Bashenga afastou o braço do irmão com muito mais força desta vez.

“O único empolgado com essa perspectiva é você!” Ele sibilou.

“O quê? Por quê??”

“Eu não gosto de crianças, então naturalmente não compartilharia do seu mesmo entusiasmo em ter ainda mais delas por perto.”

“É porque você passou tanto tempo em um fórum infantil que agora está traumatizado?” Straga perguntou com piedade.

“Idiota! Claro que não!”

“Bem, ter seus próprios filhos é realmente diferente de cuidar dos filhos de outra pessoa. Pelo menos dessa forma você pode devolvê-los quando se cansar deles.”

“Eu não terei a criança perto de mim em primeiro lugar.” Bash defendeu.

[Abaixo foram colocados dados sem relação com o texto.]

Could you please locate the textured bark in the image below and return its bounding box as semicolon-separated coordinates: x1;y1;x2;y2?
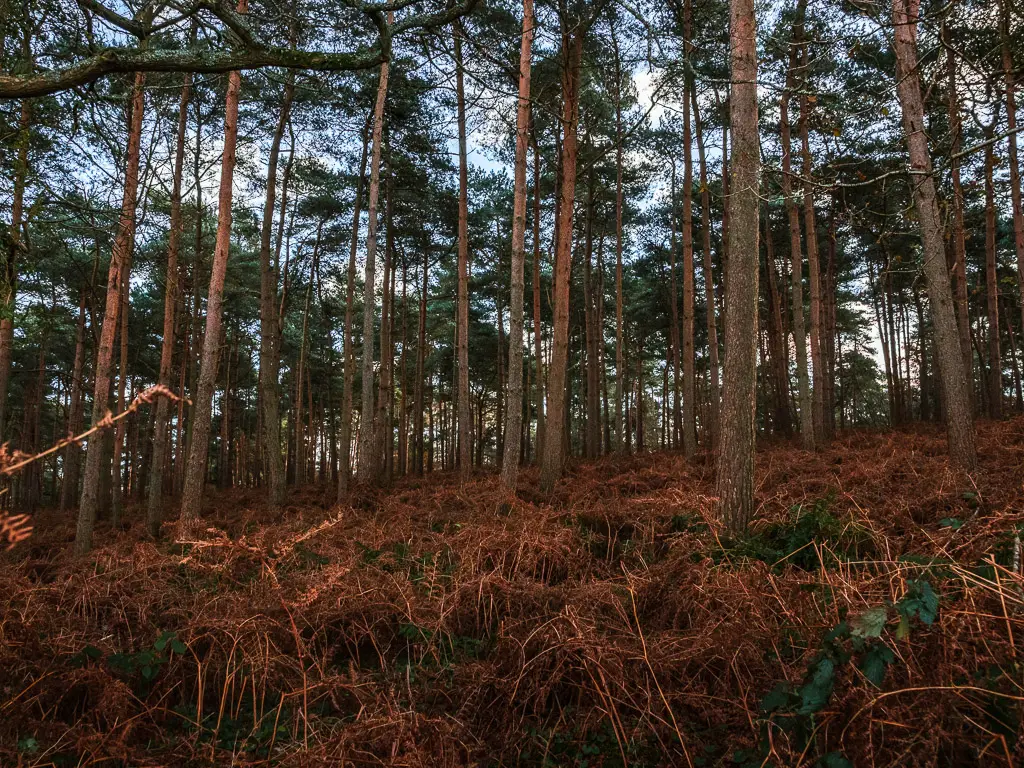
60;290;87;512
611;25;629;452
355;40;390;483
800;48;825;445
718;0;761;532
999;0;1024;346
75;73;145;555
145;69;191;537
259;78;295;508
893;0;977;470
985;134;1002;419
942;27;974;397
338;118;370;503
455;31;473;479
690;88;721;447
779;0;815;451
541;31;583;492
0;99;32;442
677;0;697;458
502;0;536;489
531;133;545;463
181;0;248;529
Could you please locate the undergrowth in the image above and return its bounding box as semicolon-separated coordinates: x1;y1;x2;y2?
0;420;1024;768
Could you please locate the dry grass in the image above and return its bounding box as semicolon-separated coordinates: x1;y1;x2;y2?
0;419;1024;766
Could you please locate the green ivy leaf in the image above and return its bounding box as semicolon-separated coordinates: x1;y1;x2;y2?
799;656;836;715
851;605;889;638
860;643;896;687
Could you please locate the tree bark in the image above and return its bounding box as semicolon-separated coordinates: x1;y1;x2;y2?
502;0;536;490
338;117;370;503
259;74;295;508
690;88;721;447
355;33;390;483
999;0;1024;346
75;73;145;555
893;0;977;470
145;74;191;538
541;29;583;492
718;0;761;532
455;30;473;480
181;0;248;530
779;0;815;451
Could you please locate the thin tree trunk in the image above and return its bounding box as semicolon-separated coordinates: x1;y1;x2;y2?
531;132;545;464
999;0;1024;342
541;30;583;492
355;33;390;483
338;117;370;503
455;30;473;480
181;0;248;530
145;73;193;538
942;21;974;397
75;73;145;555
690;88;721;447
718;0;761;532
673;0;697;458
985;134;1002;419
893;0;977;470
800;45;825;445
258;73;295;508
502;0;536;492
779;0;815;451
0;98;32;442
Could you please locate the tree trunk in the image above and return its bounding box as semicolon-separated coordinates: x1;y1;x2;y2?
355;37;390;483
60;290;88;512
0;99;32;442
455;30;473;480
541;30;583;492
718;0;761;532
690;88;720;447
942;21;974;397
893;0;977;470
145;73;191;538
181;0;248;530
502;0;536;490
779;0;815;451
800;45;825;445
75;73;145;555
338;117;370;503
258;74;295;508
985;132;1002;419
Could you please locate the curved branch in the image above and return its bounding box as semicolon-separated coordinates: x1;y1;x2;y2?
0;40;390;98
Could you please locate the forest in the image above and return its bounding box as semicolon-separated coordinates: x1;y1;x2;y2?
0;0;1024;768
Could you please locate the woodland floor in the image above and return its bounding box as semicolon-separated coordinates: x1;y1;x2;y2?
0;418;1024;768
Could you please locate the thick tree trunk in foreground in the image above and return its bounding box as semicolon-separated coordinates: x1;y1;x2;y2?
75;73;145;555
893;0;977;470
502;0;534;490
718;0;761;532
145;69;191;537
455;30;473;479
181;0;248;529
541;31;583;492
355;41;390;482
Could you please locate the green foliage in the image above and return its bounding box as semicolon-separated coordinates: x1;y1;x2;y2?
70;630;188;692
712;495;870;570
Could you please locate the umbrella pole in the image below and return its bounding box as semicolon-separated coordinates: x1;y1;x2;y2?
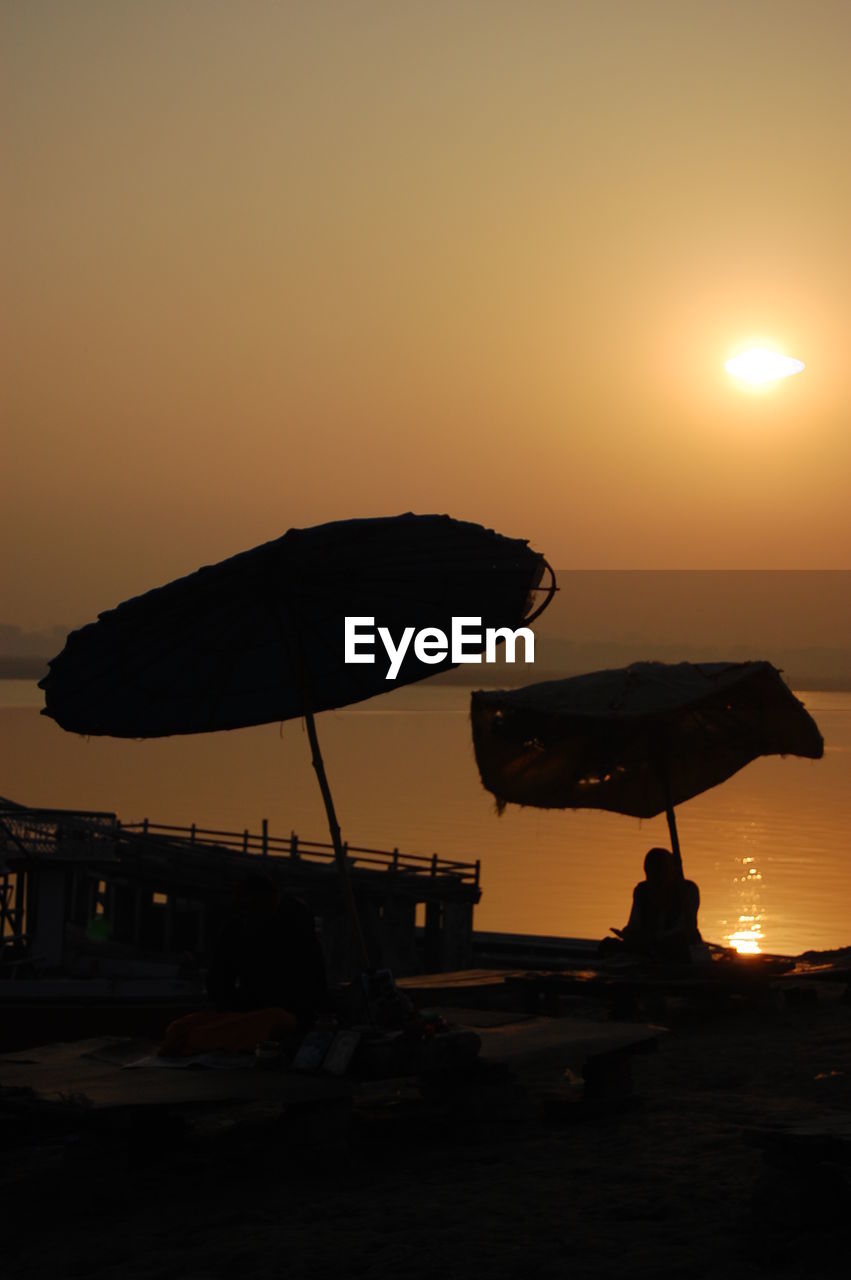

A dupla voou por mais algum tempo e quando Straga de repente se calou, Bashenga imediatamente temeu que ele tivesse dito algo para revelar demais seus pensamentos.

“Deixe-me perguntar algo…” Straga começou. “O motivo pelo qual você está chateado… tem algo a ver com o bebê?”

Bash torceu o nariz com nojo. “Sua insistência constante de que estou em um estado emocional desagradável é cansativa e não tem base na realidade. Eu. Estou. Bem.”

“Por que você está mentindo para mim? Eu não estou fazendo nada além de tentar te ajudar. Somos irmãos.”

“Eu não preciso de sua ajuda ou de qualquer outra pessoa… E, evidentemente, parece que ‘família’ não é meu forte.”

Straga sentiu que estava chegando mais perto do cerne da questão.

“Você e Thea brigaram talvez sobre isso? Ela disse algo para te incomodar?”

“ELA não é o problema!” Bashenga estalou.

Straga permaneceu imperturbável e continuou a pressionar. “Então é você então?”

Bashenga sempre foi um pouco mais suave com Thea e Courtney do que com seus outros irmãos. Ele até permitia que elas ficassem em seu espaço por quase uma hora inteira às vezes antes de expulsá-las.

Courtney era a irmã que parecia achá-lo genuinamente interessante e legal. Mesmo que ele não entendesse por quê.

Mas Thea era… a personificação perfeita de uma irmã mais velha.

Ela era carinhosa de uma maneira diferente de um pai. Ela era divertida. Relatável. Quente.

Era razoável pensar que uma briga com ela teria deixado ele de mau humor.

“O que quer que esteja acontecendo, você e Thea sempre podem se reconciliar. Ela nunca nos abandonou quando precisávamos dela antes-”
“Pare. De. Falar.”

Bash sentiu seu sangue ferver enquanto seu corpo reagia.

Seu braço se tornou grande o suficiente para que ele pudesse agarrar o corpo inteiro de Straga com uma mão.

Ele continuou a aplicar pressão; espremendo o corpo do irmão como uma criança faria com um pacote de suco.

Ele odiava seu irmão por fazer perguntas. Ele odiava a si mesmo por permitir que ele entrasse em seu espaço mental. E ele odiava ter que se lembrar da expressão no rosto de sua irmã quando ele partiu.

“Isso te faz sentir melhor?”

Bashenga vacilou.

Straga manteve um contato visual inabalável com seu irmão que não era nem zangado nem confuso.

“Se isso te ajuda, então você pode fazer o que quiser… só não espere que eu reaja. Não vou levantar as mãos contra você quando você está assim. Não é assim que nossa família funciona. Não pode ser. Somos tudo o que temos.”

Bashenga foi derrotado sem que um único soco fosse desferido.

E agora, enquanto ele estava diante de seu irmão, não tinha ideia do que era suposto fazer ou dizer em seguida.